Back in December, I selected a few plants to experiment with and planted seeds both outdoors in the elements and indoors in baggies for the refrigerator method. This will be especially interesting this year since it has not exactly been a properly cold winter. Some seeds require as much as 60-90 days of cold, moist stratification, like Vernonia fasciculata (common ironweed) and I will be able to compare the results of the same seed with natural stratification and forced stratification. I won't be surprised at all if the Vernonia I planted outside doesn't germinate as well as the Vernonia seeds I stratified in the fridge thanks to not receiving adequate chilling time courtesy of our warm winter.
|Seeds sown in outside in containers, rather than scattered on the ground|
By the way, the milk jug method is roughly as follows: take an empty, clean gallon milk jug and cut it in half almost all the way around, fold the top half back, fill with seed starting mix, seeds, water, tape shut, leave cap off to breathe, stick outside in the shade, then move into the sun in spring. You can also Google it and find lots more info and pictures.

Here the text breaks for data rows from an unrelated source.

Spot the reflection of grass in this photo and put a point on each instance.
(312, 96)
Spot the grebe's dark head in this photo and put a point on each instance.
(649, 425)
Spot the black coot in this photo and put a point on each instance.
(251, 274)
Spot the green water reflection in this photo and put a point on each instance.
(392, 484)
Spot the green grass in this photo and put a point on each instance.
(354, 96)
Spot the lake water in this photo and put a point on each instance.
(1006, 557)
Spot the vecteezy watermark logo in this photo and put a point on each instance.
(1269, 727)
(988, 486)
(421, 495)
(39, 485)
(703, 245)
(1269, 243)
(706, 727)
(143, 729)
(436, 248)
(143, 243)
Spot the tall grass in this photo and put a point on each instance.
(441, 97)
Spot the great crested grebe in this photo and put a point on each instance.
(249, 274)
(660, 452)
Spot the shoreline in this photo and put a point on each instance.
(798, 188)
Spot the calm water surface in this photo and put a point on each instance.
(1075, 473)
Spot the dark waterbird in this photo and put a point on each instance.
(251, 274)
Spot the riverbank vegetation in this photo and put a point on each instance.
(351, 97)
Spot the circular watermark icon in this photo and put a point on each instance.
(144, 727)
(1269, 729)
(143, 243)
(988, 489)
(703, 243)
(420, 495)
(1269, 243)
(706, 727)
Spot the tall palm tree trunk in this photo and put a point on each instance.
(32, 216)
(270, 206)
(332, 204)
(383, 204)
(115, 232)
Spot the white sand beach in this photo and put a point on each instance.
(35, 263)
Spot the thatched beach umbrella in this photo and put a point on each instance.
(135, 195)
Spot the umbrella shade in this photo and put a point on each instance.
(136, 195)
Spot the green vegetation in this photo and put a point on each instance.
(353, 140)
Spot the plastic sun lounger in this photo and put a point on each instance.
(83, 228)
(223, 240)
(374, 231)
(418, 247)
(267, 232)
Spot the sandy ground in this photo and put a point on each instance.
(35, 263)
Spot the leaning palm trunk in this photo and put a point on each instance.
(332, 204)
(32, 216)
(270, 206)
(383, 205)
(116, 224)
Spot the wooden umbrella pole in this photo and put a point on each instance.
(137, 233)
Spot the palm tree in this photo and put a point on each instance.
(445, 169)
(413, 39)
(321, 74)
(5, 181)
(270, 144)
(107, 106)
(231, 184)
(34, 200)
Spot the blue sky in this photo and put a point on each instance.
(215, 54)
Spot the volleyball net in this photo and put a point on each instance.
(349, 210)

|Milk and Spring Water jugs, with Columbine seeds|
Some seeds have already completed their 30 day treatment in my fridge and are ready to be planted outside. This afternoon I'll be potting up the Verbesina alternifolia (wingstem) and Verb. occidentalis (yellow crownbeard) and placing them outside to (hopefully) germinate when it warms up. These two are also seeds, like the Vernonia, that I also planted in flats outside and I'll be able to compare the germination rate between outdoor only stratification and refrigerator/outdoor stratification.
|Pre-treated Verbesina seeds, ready to be planted|
Even better are the plants that need no pre-treatment, like Monarda fistulosa (wild bergamot) and Echinacea purpurpea (purple coneflower). I decided to do another experiment to compare the germination rate, hardiness, and overall growth characteristics between starting some of these seeds early indoors under my grow lights, and outdoors in containers au naturale. The ones planted indoors, just last week, have already germinated. Woohoo! They're going to get a huge head-start before spring, this will be really interesting. Of course, the ones sown outside have not germinated yet.
Have you ever noticed how almost all seeds' first leaves look similar? Generic and round, perhaps to catch the most light. A seedlings second pair of leaves usually look most like the mature leaves of the plant it will become.